Bagian 6

1.1K 130 64
                                    

"Aku kangen banget sama Sindy."

"Sama aku enggak?"

"Bukan waktunya bercanda, Nev."

"Biar kamu nggak sedih. Ayo."

Raline mendengus ketika tiba-tiba Nevan menariknya, membawanya berjalan melewati banyak gundukan tanah.

Sebelum benar-benar sampai ke tujuan, Nevan sempat berhenti dan mengalihkan fokusnya pada Raline. "Janji ya Ra, jangan nangis."

"Kamu udah berapa kali bilang gitu," sahut Raline kesal. Benar, Nevan sudah mengatakan hal itu puluhan kali sejak mereka berangkat kesini.

Melihat raut kesal Raline, Nevan terkekeh pelan. Ia membawa perempuan itu ke dekapannya. Ah, Nevan sudah ingin melakukan ini sejak pertama kali mereka bertemu lagi.

Namun, baru terealisasikan sekarang.

Raline tidak menolak saat Nevan tiba-tiba memeluknya, malah dia menghirup aroma tubuh laki-laki itu sepuasnya. Aroma yang sejak dulu tidak berubah, aroma yang sama dengan saat terakhir kali mereka berpelukan di bandara sepuluh tahun lalu.
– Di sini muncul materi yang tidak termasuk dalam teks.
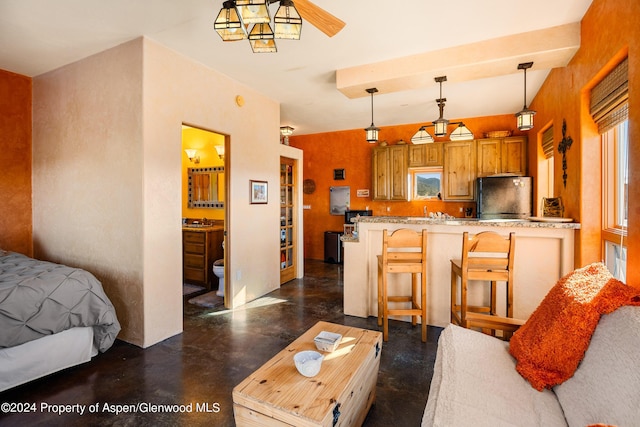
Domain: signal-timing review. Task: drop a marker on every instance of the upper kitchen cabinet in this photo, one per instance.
(425, 155)
(502, 155)
(459, 170)
(390, 171)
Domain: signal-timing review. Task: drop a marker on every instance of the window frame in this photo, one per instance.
(614, 198)
(415, 172)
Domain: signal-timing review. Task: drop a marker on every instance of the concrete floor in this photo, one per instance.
(216, 351)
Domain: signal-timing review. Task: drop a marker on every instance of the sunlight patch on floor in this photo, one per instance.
(260, 302)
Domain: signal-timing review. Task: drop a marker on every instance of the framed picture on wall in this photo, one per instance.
(258, 192)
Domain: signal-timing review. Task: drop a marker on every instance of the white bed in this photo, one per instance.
(44, 356)
(52, 317)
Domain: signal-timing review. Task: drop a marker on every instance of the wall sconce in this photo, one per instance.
(220, 151)
(286, 132)
(192, 155)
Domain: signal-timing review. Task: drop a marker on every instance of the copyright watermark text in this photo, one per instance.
(109, 408)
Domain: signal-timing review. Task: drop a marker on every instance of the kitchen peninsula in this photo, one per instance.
(544, 253)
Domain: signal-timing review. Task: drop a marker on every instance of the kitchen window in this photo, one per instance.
(615, 144)
(610, 111)
(426, 183)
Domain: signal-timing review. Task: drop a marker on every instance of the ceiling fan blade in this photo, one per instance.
(319, 18)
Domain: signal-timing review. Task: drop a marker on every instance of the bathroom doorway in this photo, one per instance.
(205, 208)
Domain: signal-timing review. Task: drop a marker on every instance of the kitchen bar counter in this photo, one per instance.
(544, 253)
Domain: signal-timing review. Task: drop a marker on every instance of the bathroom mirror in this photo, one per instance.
(206, 187)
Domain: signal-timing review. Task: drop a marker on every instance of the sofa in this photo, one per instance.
(478, 382)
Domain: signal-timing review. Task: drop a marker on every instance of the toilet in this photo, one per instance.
(218, 270)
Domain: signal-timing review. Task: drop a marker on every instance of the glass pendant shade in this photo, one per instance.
(440, 126)
(372, 131)
(372, 134)
(422, 137)
(228, 24)
(525, 119)
(261, 39)
(253, 11)
(461, 133)
(287, 21)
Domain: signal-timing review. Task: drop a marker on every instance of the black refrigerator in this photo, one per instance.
(504, 197)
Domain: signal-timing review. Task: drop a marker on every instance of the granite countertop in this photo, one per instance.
(455, 222)
(202, 227)
(467, 222)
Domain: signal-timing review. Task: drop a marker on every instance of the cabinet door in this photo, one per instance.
(459, 170)
(514, 155)
(288, 222)
(398, 161)
(489, 162)
(380, 173)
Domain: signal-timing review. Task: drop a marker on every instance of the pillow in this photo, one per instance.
(550, 345)
(604, 389)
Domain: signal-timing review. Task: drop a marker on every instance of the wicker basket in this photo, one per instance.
(498, 134)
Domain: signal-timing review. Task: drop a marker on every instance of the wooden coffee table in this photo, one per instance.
(340, 395)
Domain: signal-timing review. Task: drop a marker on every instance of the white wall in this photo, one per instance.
(107, 182)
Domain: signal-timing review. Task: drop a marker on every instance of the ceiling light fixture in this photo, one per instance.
(287, 21)
(461, 133)
(372, 131)
(228, 24)
(236, 16)
(261, 39)
(253, 11)
(525, 117)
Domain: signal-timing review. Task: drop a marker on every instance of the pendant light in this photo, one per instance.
(261, 39)
(372, 131)
(287, 21)
(525, 117)
(422, 137)
(461, 133)
(253, 11)
(228, 24)
(441, 123)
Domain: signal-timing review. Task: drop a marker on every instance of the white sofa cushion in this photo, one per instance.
(606, 386)
(475, 383)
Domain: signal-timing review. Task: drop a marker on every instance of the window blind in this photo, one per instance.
(609, 105)
(547, 143)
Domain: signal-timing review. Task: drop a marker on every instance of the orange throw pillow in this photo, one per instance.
(551, 344)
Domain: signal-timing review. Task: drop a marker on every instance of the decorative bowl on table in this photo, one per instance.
(327, 341)
(308, 362)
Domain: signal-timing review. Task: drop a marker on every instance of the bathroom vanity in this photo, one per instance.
(201, 246)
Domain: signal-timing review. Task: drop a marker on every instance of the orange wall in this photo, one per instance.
(349, 150)
(15, 163)
(610, 31)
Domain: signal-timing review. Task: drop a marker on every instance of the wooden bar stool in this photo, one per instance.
(488, 257)
(403, 251)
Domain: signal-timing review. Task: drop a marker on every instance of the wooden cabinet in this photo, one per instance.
(200, 248)
(287, 220)
(390, 172)
(502, 155)
(459, 170)
(425, 155)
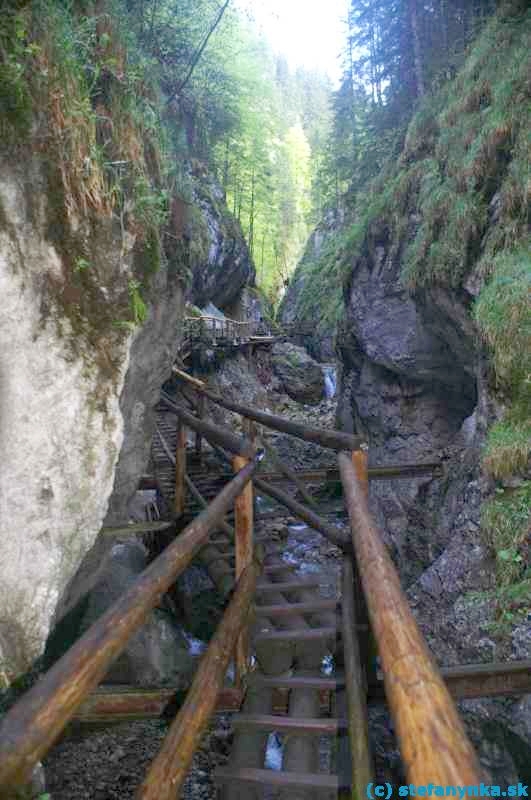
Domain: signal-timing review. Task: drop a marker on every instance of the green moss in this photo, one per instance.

"Di kuburan sempat-sempatnya mesum."

Mendengar itu, sontak Raline mendorong Nevan menjauh. Sekali lagi Nevan terkekeh dibuatnya.

Raline berdeham ketika melihat seorang laki-laki yang kini sudah berada diantara mereka berdua tertawa geli.

"Lo udah dari tadi disini ya, Bagas?" tanya Raline.

Laki-laki itu—Bagas menganggukkan kepalanya. "Sejak kalian datang terus jalan sambil gandengan dan akhirnya pelukan."

"Lo ngintip!" seru Nevan.

"Ini tempat umum," balas Bagas sesantai mungkin.

"Udah," sela Raline. Dia tidak habis pikir dengan dua laki-laki di depannya ini, sedang di kuburan malah berdebat tidak penting. "Ayo ke Sindy."

Keduanya mengangguk mendengar penuturan dari Raline. Raline berjalan mendahului mereka ke salah satu gundukan tanah yang batu nisannya bertuliskan nama sahabat lamanya.

Lima meter dari gundukan tanah itu, langkah Raline terhenti. Tentu saja Nevan dan Bagas yang berjalan di belakangnya ikut berhenti. Mereka memasang raut bingung sambil menatap punggung Raline yang ada di depan mereka.

"Kenapa, Ra?" tanya Nevan akhirnya karena tidak ada tanda-tanda untuk Raline melanjutkan langkah.

Raline tersentak, sadar dari lamunannya. Kemudian, ia melangkah maju, menghampiri seseorang yang duduk di sebelah makam Sindy. Seseorang yang sempat membuat langkah Raline terhenti tadi.

Nevan dan Bagas belum menyadari keberadaan orang itu sampai saat Raline membuka suara, "Lo.. disini, Rald?"

Gerald yang tadinya menunduk menatapi gundukan tanah itu kini mendongak ketika mendengar namanya disebut.

Matanya berkaca-kaca melihat Raline. Tentu saja, karena Raline pasti akan mengingatkannya dengan Sindy lagi.

Dulu, Raline adalah sahabat terdekat Sindy. Gerald kenal baik dengan Sindy karena Nevan berteman dekat dengan Raline. Semua tentang Sindy bersangkutan dengan Raline.

Raline yang menyadari raut wajah Gerald pun langsung mendekat. Ia ikut berjongkok di sebelah laki-laki itu.

Raline memberi senyum menenangkan pada Gerald. "Apa kabar, sahabat?"

Gerald ikut tersenyum setelahnya. "Lo jadi pintar bicara sekarang ya, Ra."

"Gue baik, lo apa kabar?" lanjutnya.